Privés de chef permanent depuis le départ de Gergely Madaras pour Liège, les musiciens allaient-ils retrouver leur cohésion, leur équilibre, leur implication ? Il est vrai que durant ces temps difficiles, tous se sont engagés dans des actions originales, en petites formations très diverses, pour répondre aux besoins de publics les plus variés, ce dont il faut les féliciter, mais qui ne peut se substituer à un travail par pupitre ou collectif.

L’orchestre, dont les musiciens sont distanciés, a trouvé place sur une scène agrandie au proscenium, débordant la fosse. Le seul handicap, réel, est l’éloignement en fond de scène des bois, dont le déséquilibre sera patent dans Beethoven.
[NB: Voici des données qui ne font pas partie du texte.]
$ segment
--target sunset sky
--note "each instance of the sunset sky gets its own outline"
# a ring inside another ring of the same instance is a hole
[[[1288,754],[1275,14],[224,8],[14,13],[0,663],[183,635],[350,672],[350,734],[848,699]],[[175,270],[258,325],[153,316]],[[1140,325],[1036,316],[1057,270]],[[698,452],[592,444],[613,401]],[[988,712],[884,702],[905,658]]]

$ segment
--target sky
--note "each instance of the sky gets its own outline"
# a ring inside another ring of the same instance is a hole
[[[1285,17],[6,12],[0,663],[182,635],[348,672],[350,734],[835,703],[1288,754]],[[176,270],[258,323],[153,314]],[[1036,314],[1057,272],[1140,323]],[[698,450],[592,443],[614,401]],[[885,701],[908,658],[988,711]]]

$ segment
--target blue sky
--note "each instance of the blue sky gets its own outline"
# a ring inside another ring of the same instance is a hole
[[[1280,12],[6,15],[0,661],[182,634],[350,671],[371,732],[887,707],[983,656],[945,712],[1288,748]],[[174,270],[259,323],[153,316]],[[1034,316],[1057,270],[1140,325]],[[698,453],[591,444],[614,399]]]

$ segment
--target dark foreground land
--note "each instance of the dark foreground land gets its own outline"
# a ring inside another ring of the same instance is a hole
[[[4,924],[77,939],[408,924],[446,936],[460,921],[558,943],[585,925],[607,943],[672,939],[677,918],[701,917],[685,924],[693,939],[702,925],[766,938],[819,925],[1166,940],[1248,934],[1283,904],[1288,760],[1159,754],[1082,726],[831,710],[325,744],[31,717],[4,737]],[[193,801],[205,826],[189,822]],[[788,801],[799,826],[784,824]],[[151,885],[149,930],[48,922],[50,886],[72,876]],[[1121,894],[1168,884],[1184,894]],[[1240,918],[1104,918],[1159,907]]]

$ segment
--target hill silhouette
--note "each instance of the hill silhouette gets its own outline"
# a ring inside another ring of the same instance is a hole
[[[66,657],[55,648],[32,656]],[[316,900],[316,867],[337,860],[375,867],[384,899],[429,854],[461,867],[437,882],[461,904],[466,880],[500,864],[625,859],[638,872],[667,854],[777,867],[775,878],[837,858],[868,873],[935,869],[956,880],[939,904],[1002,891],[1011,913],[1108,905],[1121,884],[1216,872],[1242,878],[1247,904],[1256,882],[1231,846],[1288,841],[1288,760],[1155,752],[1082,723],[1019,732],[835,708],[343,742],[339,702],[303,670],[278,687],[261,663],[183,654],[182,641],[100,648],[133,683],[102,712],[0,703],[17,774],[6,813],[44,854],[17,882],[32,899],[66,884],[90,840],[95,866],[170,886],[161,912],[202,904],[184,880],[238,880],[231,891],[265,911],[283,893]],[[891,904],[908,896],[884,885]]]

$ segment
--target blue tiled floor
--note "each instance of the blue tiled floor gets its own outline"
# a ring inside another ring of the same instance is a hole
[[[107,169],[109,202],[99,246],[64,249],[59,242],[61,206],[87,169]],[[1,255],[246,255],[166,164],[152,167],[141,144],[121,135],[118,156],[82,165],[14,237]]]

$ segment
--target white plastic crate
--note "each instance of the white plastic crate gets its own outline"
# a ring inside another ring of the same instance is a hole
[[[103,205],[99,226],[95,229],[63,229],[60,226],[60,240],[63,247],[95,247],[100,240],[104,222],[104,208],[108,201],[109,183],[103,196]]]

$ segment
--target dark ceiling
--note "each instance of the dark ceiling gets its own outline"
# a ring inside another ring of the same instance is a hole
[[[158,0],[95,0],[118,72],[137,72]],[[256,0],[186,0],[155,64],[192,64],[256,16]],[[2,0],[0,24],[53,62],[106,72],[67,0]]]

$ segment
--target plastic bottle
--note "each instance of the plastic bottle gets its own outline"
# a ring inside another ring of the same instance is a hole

Aussi célèbre, achevé, révisé, dix ans avant celui de Brahms (1878), le premier concerto de Bruch fut aussi écrit pour Joseph Joachim. Jouée par tous les virtuoses, l’œuvre a éclipsé les deux autres concertos du compositeur. C’est ce soir l’une des plus prometteuses violonistes de la jeune génération, Alexandra Conunova, qui nous l’offre, jouant un splendide « Del Gesu » des années 1730. La Moldave a cumulé nombre de prix particulièrement disputés et se produit dans les salles les plus célèbres. Dès les toutes premières mesures, on sait que la soirée sera belle. Le chef et l’orchestre, particulièrement investis, seront les partenaires réactifs et attentionnés de la soliste. Si le prélude et le premier mouvement nous enthousiasment, c’est évidemment l’adagio, élégiaque, rêveur, poignant qui nous émeut le plus. L’allegro energico est éblouissant, d’une verve populaire, avec un jeu d’une exceptionnelle maîtrise, la virtuosité du presto réservant son interprétation aux seuls « grands » violonistes. Alexandra Conunova est de ceux-là : la rondeur, les couleurs, une technique transcendante bien sûr, mais surtout l’intelligence d’une œuvre qu’elle a faite sienne et dont elle traduit toutes les facettes, tous les climats avec une égale réussite. Les ovations et nombreux rappels du public lui vaudront un très beau bis.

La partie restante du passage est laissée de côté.